Alain André vous a proposé d’écrire à partir du livre de Laura Berg « Second portrait d’Irena ». Rappel de la consigne à retrouver ici: Vous est-il arrivé, vous aussi, de réaliser, ou plus simplement de voir, ou de revoir, une photographie, en étant traversé par un affect violent ? Pourriez-vous imaginer, en tout cas, une première page de roman qui procèderait ainsi : en présentant d’abord une image, puis en la mettant en situation, grâce au regard d’un narrateur traversé par un affect violent – désir, colère, manque, chagrin par exemple ?
Aujourd’hui, nous publions le texte de Claire Le Goff !
Fanfan
La rue Michelet est déserte, et la voiture noire sur le trottoir. La petite fille pose gentiment devant le capot métallisé. Elle porte une robe courte, petites manches à volants et col Claudine, carreaux blancs et bleu marine, et un panier en osier dans la main droite – ou sur le côté gauche, pour moi qui regarde la photo. Elle se tient droite dans ses chaussures neuves avec brides et boucles, au milieu du cadre posé sur la commode.
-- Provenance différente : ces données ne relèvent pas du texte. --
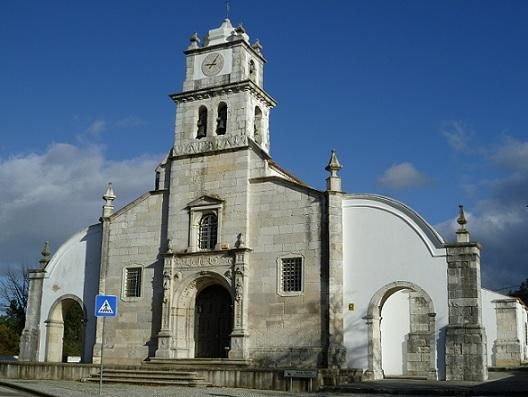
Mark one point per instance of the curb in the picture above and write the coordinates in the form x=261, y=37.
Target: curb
x=425, y=391
x=25, y=388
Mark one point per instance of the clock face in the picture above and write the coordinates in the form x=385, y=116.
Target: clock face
x=212, y=64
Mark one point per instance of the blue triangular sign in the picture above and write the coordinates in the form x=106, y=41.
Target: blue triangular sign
x=105, y=308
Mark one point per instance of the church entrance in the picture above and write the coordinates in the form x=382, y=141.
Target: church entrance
x=213, y=322
x=401, y=331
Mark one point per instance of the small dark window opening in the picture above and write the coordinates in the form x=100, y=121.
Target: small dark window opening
x=292, y=274
x=221, y=120
x=252, y=71
x=208, y=232
x=202, y=122
x=156, y=182
x=257, y=125
x=133, y=282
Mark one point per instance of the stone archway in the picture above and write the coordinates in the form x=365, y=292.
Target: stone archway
x=213, y=322
x=55, y=326
x=421, y=344
x=183, y=312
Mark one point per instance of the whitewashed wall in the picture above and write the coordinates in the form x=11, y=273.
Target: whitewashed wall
x=489, y=319
x=73, y=270
x=384, y=242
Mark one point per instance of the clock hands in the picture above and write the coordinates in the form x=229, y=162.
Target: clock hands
x=213, y=62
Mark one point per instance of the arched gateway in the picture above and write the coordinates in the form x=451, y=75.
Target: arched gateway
x=55, y=335
x=420, y=352
x=213, y=322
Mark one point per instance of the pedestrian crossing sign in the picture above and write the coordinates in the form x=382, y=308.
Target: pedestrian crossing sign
x=106, y=306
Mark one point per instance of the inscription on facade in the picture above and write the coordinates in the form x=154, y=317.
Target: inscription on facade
x=202, y=261
x=217, y=143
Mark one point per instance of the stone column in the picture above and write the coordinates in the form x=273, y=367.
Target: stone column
x=374, y=370
x=466, y=357
x=240, y=336
x=29, y=340
x=421, y=338
x=30, y=337
x=336, y=353
x=55, y=335
x=108, y=209
x=507, y=348
x=165, y=333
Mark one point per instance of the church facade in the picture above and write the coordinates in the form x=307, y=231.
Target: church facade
x=231, y=257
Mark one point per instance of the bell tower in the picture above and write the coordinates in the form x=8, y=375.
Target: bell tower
x=223, y=103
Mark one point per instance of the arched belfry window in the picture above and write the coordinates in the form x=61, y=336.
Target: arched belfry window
x=252, y=70
x=257, y=125
x=208, y=232
x=221, y=120
x=202, y=122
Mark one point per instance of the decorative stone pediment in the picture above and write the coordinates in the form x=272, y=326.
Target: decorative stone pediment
x=205, y=201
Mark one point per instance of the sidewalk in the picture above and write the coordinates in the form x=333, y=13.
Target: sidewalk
x=504, y=384
x=513, y=383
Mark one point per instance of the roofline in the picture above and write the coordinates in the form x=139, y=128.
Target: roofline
x=429, y=230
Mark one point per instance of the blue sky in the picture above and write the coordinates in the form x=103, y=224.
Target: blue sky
x=424, y=101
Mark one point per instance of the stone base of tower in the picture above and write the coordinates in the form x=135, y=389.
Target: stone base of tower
x=29, y=341
x=466, y=358
x=507, y=353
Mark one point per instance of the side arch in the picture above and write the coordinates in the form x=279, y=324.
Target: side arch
x=55, y=326
x=422, y=331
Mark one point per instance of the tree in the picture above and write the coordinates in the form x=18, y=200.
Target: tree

Elle sourit timidement, tournée vers sa mère en face, qui fait des mimiques, des mouvements de bras, des claquements de doigts, afin de provoquer un rire, un sourire, l’encourager à lever les yeux – Fanfan, Fanfan, regarde-moi, Fanfan, ma chérie ! – les yeux de biche que l’on ne verrait pas sans cela. Les cheveux sont coupés au carré, la frange va de travers légèrement, à cause des ciseaux tremblants dans la main de la mère, une main maladroite parfois mais qui, ce jour, auprès de l’objectif, s’agite lestement. Fanfan a 5 ans. Je pourrais être sa mère, si elle n’était devenue la mienne une génération plus tard. Ce jeudi de juin, Fanfan dans sa joliesse pose pour son père, beau comme un camion, pour sa mère, au port de reine, devant la Citroën DS dont ils sont si fiers. Elle ne sait pas alors qu’après l’été ils la laisseraient seule, à jamais, à cause de la voiture, de la pluie, d’un mauvais virage.
La petite fille sur la photo, on voudrait la prévenir, la protéger, prendre sa peine, mais ce n’est plus que du papier.